Being a teen is stressful. From academic pressure, to hectic social schedules, and trying to prepare for life after school, teens have a lot on their plates. Things can really seem to pile up this time of year with the stress of exams looming.


Stress can manifest itself in multiple ways, from mental turmoil to physical pain. Some people will find themselves feeling anxious and even depressed when they can’t effectively manage stress. Others notice physical ailments like neck and back pain, or digestion problems. Finding a way to deal with stress effectively is important to help maintain balance. Taking a break from work can actually help in the long run. Sometimes we gain creativity and inspiration in unexpected places, which we can bring back to our work with a renewed sense of purpose.

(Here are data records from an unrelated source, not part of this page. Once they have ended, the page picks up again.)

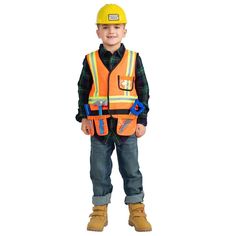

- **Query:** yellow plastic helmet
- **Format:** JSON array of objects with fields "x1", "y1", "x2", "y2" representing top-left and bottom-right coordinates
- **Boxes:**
[{"x1": 97, "y1": 4, "x2": 127, "y2": 24}]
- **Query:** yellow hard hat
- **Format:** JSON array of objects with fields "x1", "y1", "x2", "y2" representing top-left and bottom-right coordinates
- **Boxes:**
[{"x1": 97, "y1": 4, "x2": 127, "y2": 24}]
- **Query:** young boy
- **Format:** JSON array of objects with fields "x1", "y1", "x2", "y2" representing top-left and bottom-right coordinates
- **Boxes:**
[{"x1": 76, "y1": 4, "x2": 151, "y2": 231}]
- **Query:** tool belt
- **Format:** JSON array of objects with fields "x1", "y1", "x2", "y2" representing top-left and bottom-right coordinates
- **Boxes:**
[{"x1": 87, "y1": 114, "x2": 137, "y2": 136}]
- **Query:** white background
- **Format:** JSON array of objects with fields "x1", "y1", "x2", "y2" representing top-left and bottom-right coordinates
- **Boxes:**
[{"x1": 0, "y1": 0, "x2": 236, "y2": 236}]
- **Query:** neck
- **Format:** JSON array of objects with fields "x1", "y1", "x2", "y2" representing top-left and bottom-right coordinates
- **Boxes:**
[{"x1": 103, "y1": 43, "x2": 121, "y2": 54}]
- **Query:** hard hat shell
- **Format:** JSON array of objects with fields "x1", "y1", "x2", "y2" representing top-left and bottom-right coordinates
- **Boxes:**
[{"x1": 97, "y1": 4, "x2": 127, "y2": 24}]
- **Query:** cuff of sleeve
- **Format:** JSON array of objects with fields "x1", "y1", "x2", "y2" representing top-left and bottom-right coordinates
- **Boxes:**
[
  {"x1": 137, "y1": 117, "x2": 147, "y2": 126},
  {"x1": 75, "y1": 114, "x2": 86, "y2": 122}
]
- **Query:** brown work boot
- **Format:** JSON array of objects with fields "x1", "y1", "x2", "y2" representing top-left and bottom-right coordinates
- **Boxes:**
[
  {"x1": 129, "y1": 203, "x2": 152, "y2": 231},
  {"x1": 87, "y1": 205, "x2": 107, "y2": 231}
]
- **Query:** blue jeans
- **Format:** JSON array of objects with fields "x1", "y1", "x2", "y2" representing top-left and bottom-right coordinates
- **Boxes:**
[{"x1": 90, "y1": 135, "x2": 144, "y2": 205}]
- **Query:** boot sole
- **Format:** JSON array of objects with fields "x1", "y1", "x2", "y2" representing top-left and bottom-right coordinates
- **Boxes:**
[
  {"x1": 87, "y1": 222, "x2": 108, "y2": 232},
  {"x1": 129, "y1": 221, "x2": 152, "y2": 232}
]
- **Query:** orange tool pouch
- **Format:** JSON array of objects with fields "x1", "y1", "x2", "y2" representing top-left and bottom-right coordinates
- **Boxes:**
[
  {"x1": 87, "y1": 115, "x2": 110, "y2": 136},
  {"x1": 114, "y1": 114, "x2": 137, "y2": 136}
]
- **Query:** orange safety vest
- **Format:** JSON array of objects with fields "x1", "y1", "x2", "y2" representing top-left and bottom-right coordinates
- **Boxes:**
[{"x1": 86, "y1": 50, "x2": 138, "y2": 136}]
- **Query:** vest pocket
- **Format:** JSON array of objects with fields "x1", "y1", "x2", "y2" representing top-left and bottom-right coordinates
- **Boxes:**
[
  {"x1": 116, "y1": 115, "x2": 137, "y2": 136},
  {"x1": 93, "y1": 116, "x2": 108, "y2": 136},
  {"x1": 118, "y1": 75, "x2": 134, "y2": 91},
  {"x1": 87, "y1": 116, "x2": 94, "y2": 136}
]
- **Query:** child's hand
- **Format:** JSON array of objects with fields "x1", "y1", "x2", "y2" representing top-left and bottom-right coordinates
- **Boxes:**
[
  {"x1": 81, "y1": 119, "x2": 92, "y2": 135},
  {"x1": 135, "y1": 124, "x2": 146, "y2": 138}
]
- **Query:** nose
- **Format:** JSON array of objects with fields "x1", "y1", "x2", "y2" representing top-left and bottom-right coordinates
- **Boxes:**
[{"x1": 109, "y1": 25, "x2": 115, "y2": 34}]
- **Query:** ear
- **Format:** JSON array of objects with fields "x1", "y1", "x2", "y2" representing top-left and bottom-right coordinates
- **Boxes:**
[
  {"x1": 123, "y1": 29, "x2": 127, "y2": 37},
  {"x1": 96, "y1": 29, "x2": 100, "y2": 39}
]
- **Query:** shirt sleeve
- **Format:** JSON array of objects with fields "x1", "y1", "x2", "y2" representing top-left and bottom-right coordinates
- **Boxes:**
[
  {"x1": 75, "y1": 57, "x2": 93, "y2": 122},
  {"x1": 135, "y1": 54, "x2": 149, "y2": 126}
]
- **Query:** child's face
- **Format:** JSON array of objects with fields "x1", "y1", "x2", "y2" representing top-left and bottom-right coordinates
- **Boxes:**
[{"x1": 97, "y1": 24, "x2": 127, "y2": 47}]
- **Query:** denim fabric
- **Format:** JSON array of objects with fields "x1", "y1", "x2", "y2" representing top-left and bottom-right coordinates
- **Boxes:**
[{"x1": 90, "y1": 135, "x2": 144, "y2": 205}]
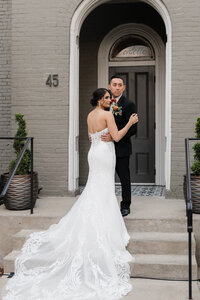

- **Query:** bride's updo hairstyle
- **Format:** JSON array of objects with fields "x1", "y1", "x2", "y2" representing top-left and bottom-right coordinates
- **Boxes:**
[{"x1": 90, "y1": 88, "x2": 110, "y2": 106}]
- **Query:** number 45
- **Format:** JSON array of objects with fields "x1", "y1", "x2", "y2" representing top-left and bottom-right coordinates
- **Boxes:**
[{"x1": 46, "y1": 74, "x2": 59, "y2": 87}]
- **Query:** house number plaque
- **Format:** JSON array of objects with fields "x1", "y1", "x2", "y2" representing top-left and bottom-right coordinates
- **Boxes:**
[{"x1": 46, "y1": 74, "x2": 59, "y2": 87}]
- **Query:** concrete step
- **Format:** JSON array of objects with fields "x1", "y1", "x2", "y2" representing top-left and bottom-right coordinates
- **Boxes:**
[
  {"x1": 12, "y1": 229, "x2": 41, "y2": 250},
  {"x1": 4, "y1": 250, "x2": 20, "y2": 273},
  {"x1": 124, "y1": 216, "x2": 187, "y2": 233},
  {"x1": 131, "y1": 254, "x2": 197, "y2": 280},
  {"x1": 4, "y1": 250, "x2": 197, "y2": 280},
  {"x1": 128, "y1": 232, "x2": 195, "y2": 255}
]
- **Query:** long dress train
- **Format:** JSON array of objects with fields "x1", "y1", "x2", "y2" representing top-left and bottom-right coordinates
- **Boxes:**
[{"x1": 3, "y1": 128, "x2": 133, "y2": 300}]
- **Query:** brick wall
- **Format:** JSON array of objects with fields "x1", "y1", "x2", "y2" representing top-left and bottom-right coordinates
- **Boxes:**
[
  {"x1": 9, "y1": 0, "x2": 78, "y2": 195},
  {"x1": 0, "y1": 0, "x2": 11, "y2": 174},
  {"x1": 164, "y1": 0, "x2": 200, "y2": 198}
]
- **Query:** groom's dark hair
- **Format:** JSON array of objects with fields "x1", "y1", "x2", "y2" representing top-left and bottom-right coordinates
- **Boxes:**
[{"x1": 110, "y1": 75, "x2": 124, "y2": 83}]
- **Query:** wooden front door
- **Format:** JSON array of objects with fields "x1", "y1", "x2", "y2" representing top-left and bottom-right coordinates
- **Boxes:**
[{"x1": 109, "y1": 66, "x2": 156, "y2": 183}]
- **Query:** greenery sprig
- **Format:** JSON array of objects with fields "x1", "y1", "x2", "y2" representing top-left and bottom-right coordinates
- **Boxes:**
[
  {"x1": 191, "y1": 117, "x2": 200, "y2": 176},
  {"x1": 9, "y1": 114, "x2": 31, "y2": 175}
]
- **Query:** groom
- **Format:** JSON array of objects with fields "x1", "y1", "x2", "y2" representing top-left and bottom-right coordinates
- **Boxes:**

Many of our Teen Yoga students were happy to find that participating in the class helped to aid the symptoms of stress, and help them learn strategies to manage their stress on their own terms. This was especially true during exam time, when they felt extremely stressed.

So, to help remind our students how to de-stress and keep calm in the next few weeks, we’ve put together this guide for stress relieving yoga poses and mindfulness practice.


Stress relieving yoga poses:

Child’s pose: A wonderful relaxing pose that gently stretches the back while giving your whole body the chance to slow down and surrender. By allowing your body this chance to let go, your mind will follow.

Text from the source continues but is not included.